The cells of the macula densa represent a morphologically distinct region of the thick ascending limb. This region passes through the angle formed by the afferent and efferent arterioles of the same nephron. The cells of the macula densa contact the extraglomerular mesangial cells and the granular cells of the afferent arterioles. The granular cells of the afferent arterioles contain smooth muscle myofilaments and—importantly—manufacture, store, and release renin in response to signals associated with decreased effective circulating volume and reduced renal perfusion. Renin is involved in proteolytic generation of angiotensin II and ultimately in secretion of aldosterone (see Chapter 35 ). The juxtaglomerular apparatus is one component of the tubuloglomerular feedback mechanism involved in autoregulation of RBF and GFR.

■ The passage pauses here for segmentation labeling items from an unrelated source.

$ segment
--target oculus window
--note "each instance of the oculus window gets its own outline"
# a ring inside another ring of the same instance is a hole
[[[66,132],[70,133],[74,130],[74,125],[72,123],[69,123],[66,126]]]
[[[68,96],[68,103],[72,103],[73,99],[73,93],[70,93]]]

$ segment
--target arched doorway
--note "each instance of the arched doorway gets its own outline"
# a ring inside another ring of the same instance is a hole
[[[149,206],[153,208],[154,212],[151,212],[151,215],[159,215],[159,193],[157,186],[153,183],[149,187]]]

Innervation of the Kidneys

Renal nerves regulate RBF, GFR, and salt and water reabsorption by the nephron. The nerve supply to the kidneys consists of sympathetic nerve fibers that originate in the celiac plexus. There is no corresponding parasympathetic innervation. Adrenergic fibers innervating the kidneys release norepinephrine and lie adjacent to the smooth muscle cells of the major branches of the renal artery (interlobar, arcuate, and interlobular arteries) as well as the afferent and efferent arterioles. In addition, sympathetic nerves innervate the renin-producing granular cells of the afferent arterioles. Renin secretion is stimulated by increased sympathetic activity. Nerve fibers also innervate the proximal tubule, loop of Henle, distal tubule, and collecting duct; activation of these nerves enhances Na + reabsorption by these nephron segments.

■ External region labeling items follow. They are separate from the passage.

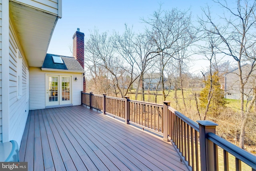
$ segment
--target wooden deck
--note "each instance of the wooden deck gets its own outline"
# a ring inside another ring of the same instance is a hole
[[[82,106],[30,111],[28,170],[187,170],[170,142]]]

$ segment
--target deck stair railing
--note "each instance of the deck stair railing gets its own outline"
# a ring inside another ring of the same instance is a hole
[[[101,110],[123,120],[126,124],[139,126],[162,136],[170,141],[189,170],[218,171],[219,163],[224,171],[229,168],[229,154],[235,158],[236,171],[243,170],[242,161],[256,171],[256,157],[222,138],[215,133],[218,124],[209,121],[192,121],[170,106],[124,98],[81,93],[82,104]],[[218,149],[223,149],[223,161]]]

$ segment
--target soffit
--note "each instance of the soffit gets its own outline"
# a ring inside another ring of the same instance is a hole
[[[29,66],[41,67],[57,16],[10,2],[10,11]]]

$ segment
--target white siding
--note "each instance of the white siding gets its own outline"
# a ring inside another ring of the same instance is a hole
[[[81,104],[81,91],[83,90],[82,74],[81,73],[48,72],[42,71],[40,68],[29,68],[30,109],[45,108],[46,74],[52,75],[72,75],[72,103],[73,105]],[[76,77],[78,81],[74,80]]]
[[[58,11],[58,10],[61,11],[61,7],[59,7],[58,0],[12,0],[12,1],[61,17],[61,14]],[[59,3],[61,3],[61,0],[59,0]]]
[[[2,0],[0,0],[0,143],[2,142]]]
[[[29,110],[27,101],[26,71],[28,67],[26,58],[22,55],[21,46],[11,20],[9,29],[9,139],[20,144]],[[18,97],[17,68],[18,50],[22,57],[22,95]]]

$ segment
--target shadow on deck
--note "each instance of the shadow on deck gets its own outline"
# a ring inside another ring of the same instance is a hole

Assessment of Renal Function

The coordinated actions of the nephron’s various segments determine the final amount of a substance that appears in urine. This represents three general processes: (1) glomerular filtration, (2) reabsorption of the substance from tubular fluid back into blood, and (3) (in some cases) secretion of the substance from blood into tubule fluid. The first step in urine formation by the kidneys is production of an ultrafiltrate of plasma across the glomerulus. The process of glomerular filtration and regulation of GFR and RBF are discussed later in this chapter. The concept of renal clearance, which is the theoretical basis for measurement of GFR and RBF, is presented in the following section. Reabsorption and secretion are discussed in subsequent chapters.